Pompeo visited the disputed territory during a trip to Israel, the United States’ closest ally in the Middle East, in what’s projected to be the final weeks of President Donald Trump’s administration.

The top U.S. diplomat’s trip was hailed by Israel as a further legitimization of its control over the Golan Heights, but condemned by the Syrian mission to the United Nations as an example of the White House’s unilateral prioritization of Israel and a flagrant violation of international law.

“By visiting the occupied Syrian Golan today, the Secretary of State, Pompeo, expresses the will of Trump Administration to prove, till the last day of its tenure, its allegiance to Israel and serving its interests on the expense of the stability and security of the region and welfare of its people,” the mission told Newsweek in a statement.

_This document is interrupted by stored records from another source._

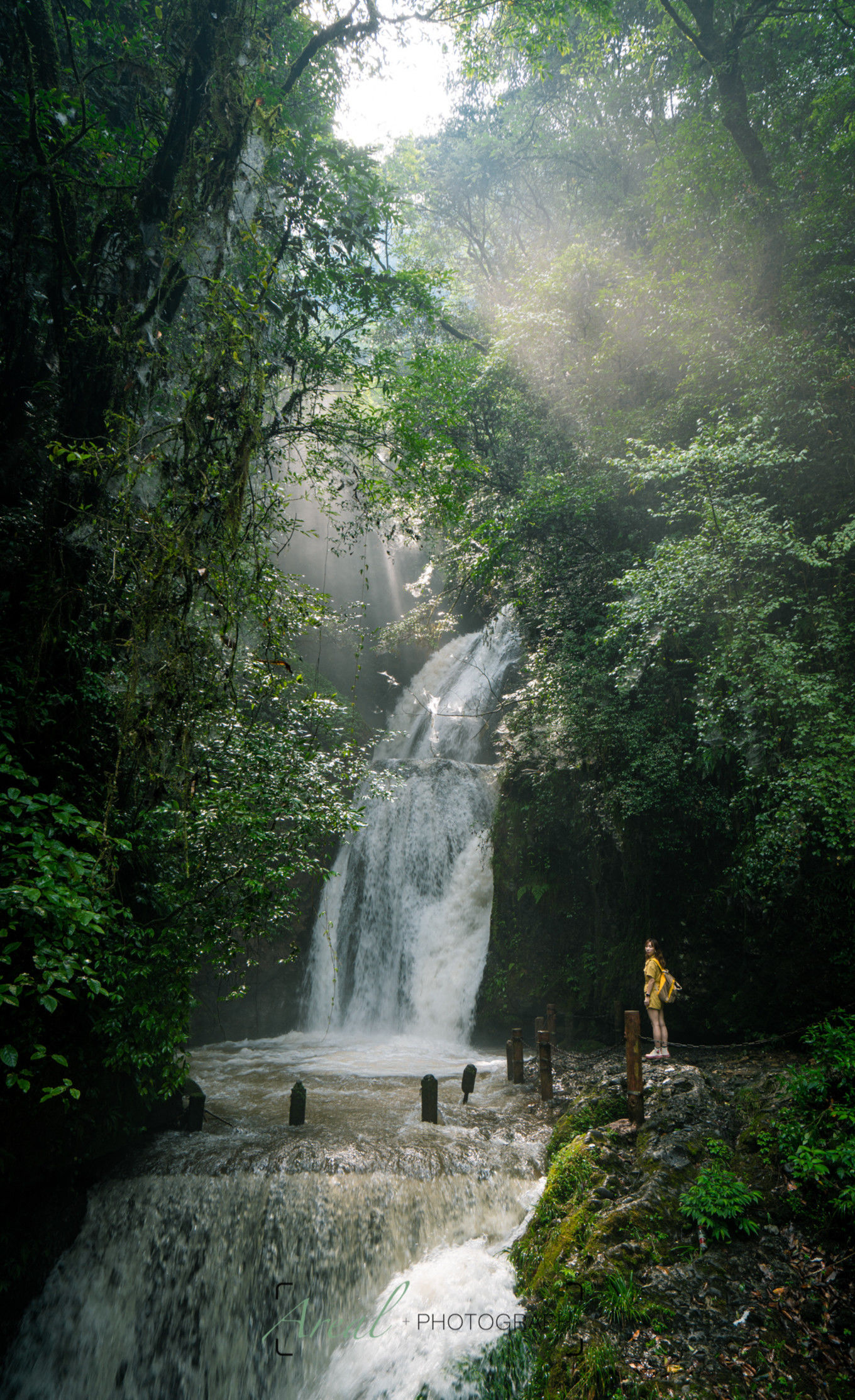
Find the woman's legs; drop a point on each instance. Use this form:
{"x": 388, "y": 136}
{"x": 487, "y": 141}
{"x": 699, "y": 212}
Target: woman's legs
{"x": 655, "y": 1020}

The mission said the U.S. trip also “shows much disdain and contempt of international law and the U.N. Charter.”

The Trump administration reversed decades of U.S. policy last year by recognizing the Golan Heights as part of Israel, which seized the territory during the country’s 1967 war with a coalition of Arab states including Syria.

On Thursday, Israeli Prime Minister Benjamin Netanyahu cited this decision along with the Trump administration’s recognition of the disputed city of Jerusalem as Israel’s capital, its economic and military “maximum pressure” campaign against Iran and its efforts to make peace between Israelis and Palestinians, as well as other Arab countries like the United Arab Emirates, Bahrain and Sudan, as evidence of why Israel “has no better friend in the world than the United States of America” under the current White House.

Standing alongside him at the Golan Heights, Israeli Foreign Minister Gabi Ashkenazi also referred to Pompeo as “a great friend of Israel” on Thursday. He thanked his U.S. counterpart for realizing the “strategic importance” of the area to Israel.

Damascus’ U.N. mission, on the other hand, argued that Washington’s about-face on the Golan Heights “contradicts with the U.S. commitments as a permanent member of the Security Council that must maintain international peace and security and uphold principles of international law and provisions of the U.N. Charter.”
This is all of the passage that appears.